Cuando logramos separar el contexto y partir desde ahí para comprender el mensaje es más fácil entender las reacciones, las nuestras y las de los otros. Aplicar el efecto Kuleshov en la cotidianidad nos permite quitarle el peso a muchas cosas que interpretamos en los demás. Una misma palabra puede tener un significado muy distinto en diversas circunstancias. Pongamos el caso del “gracias”. Si me piden la sal y la paso y recibo un «gracias», será una reacción más bien neutra, pues es lo que se espera en personas educadas. Si no me la piden, pero ya sé que la necesitan y se las alcanzo y recibo las gracias con entonación muy particular, entenderé que la gratitud es sentida en verdad. Si me piden la sal y les paso la mayonesa, y el “gracias” tiene tono irónico, me daré cuenta de que lo que recibió la otra persona no era lo que esperaba y es posible que note que estaba distraído. Si me piden la sal y empujo la azucarera y, encima más, lo hago con tal descuido que se riega sobre la sopa, y el otro emite un “¡gracias!” con enojo, es claro que mi negligencia tuvo consecuencias muy malas. Todos estos ejemplos pueden cambiar si yo estoy distraído, optimista, enojado, bromista o triste. Vivimos en contextos emocionales, y como tales debemos entendernos. No somos máquinas.
Me pasa con frecuencia que tengo la mente en otras cosas y me preguntan algo, y respondo con un tono desprovisto de sentimiento. O sea, como la cara del experimento de Kuleshov. A veces nuestro cerebro se programa para ese tipo de reacciones automáticas. Esto no sería en sí algo negativo, si no fuera porque al otro lado está una persona que, dependiendo de su estado de ánimo, es capaz de interpretar mi tono como poco involucrado, triste, no interesado, agresivo-pasivo, etc. Eso puede dar pie a una discusión que vaya mucho más allá de una respuesta distraída. He aquí la importancia de enfocar la atención en todo en su debido momento. Mejor, en esos casos, es pedir disculpas y decir: “te contesto cuando termine esto”. Y apenas uno pueda concentrarse, dirigirse de nuevo al otro y, enfocado, pedirle que repita la pregunta. Eso permite una escucha activa y un verdadero diálogo constructivo.

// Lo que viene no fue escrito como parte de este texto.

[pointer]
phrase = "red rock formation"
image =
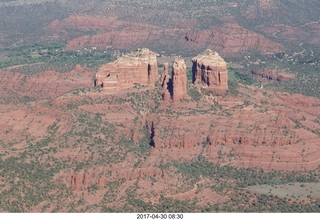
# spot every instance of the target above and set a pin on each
(211, 69)
(179, 79)
(136, 67)
(43, 85)
(164, 80)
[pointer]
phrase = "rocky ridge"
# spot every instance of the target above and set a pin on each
(211, 69)
(135, 67)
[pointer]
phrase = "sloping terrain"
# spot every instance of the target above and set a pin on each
(90, 151)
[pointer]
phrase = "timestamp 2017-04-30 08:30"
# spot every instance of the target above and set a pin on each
(159, 216)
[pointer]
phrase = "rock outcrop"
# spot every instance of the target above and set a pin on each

Al entender que los mensajes están envueltos en un contexto determinado, necesitamos estar realmente presentes para poder desentrañar esa narrativa. Si no lo logramos, es fundamental tratar de aclararlo inquiriendo de forma directa. No podemos dejar de tomar en cuenta el clima en el que nos estamos moviendo, cómo se siente la otra persona y cómo yo. Ni deberíamos pensar que una palabra, un gesto o incluso un mensaje entero tiene un solo significado. Recordemos el efecto Kuleshov, y démosle el beneficio de la duda a lo que el otro en verdad nos quiere transmitir. De esta manera, nadie puede interpretar de forma perfecta una conversación si no estuvo presente y no entendió las circunstancias en las que se dieron los hechos. Solo cada uno de los que intervienen en un diálogo pueden en realidad comprender lo que se está diciendo. E incluso para eso debe querer hacerlo de una manera racional y consciente, procurando dejar de lado las emociones. Y eso no siempre es posible.
Para quitarle peso a las frases que nos duelen, debemos entender el contexto con amor y atención.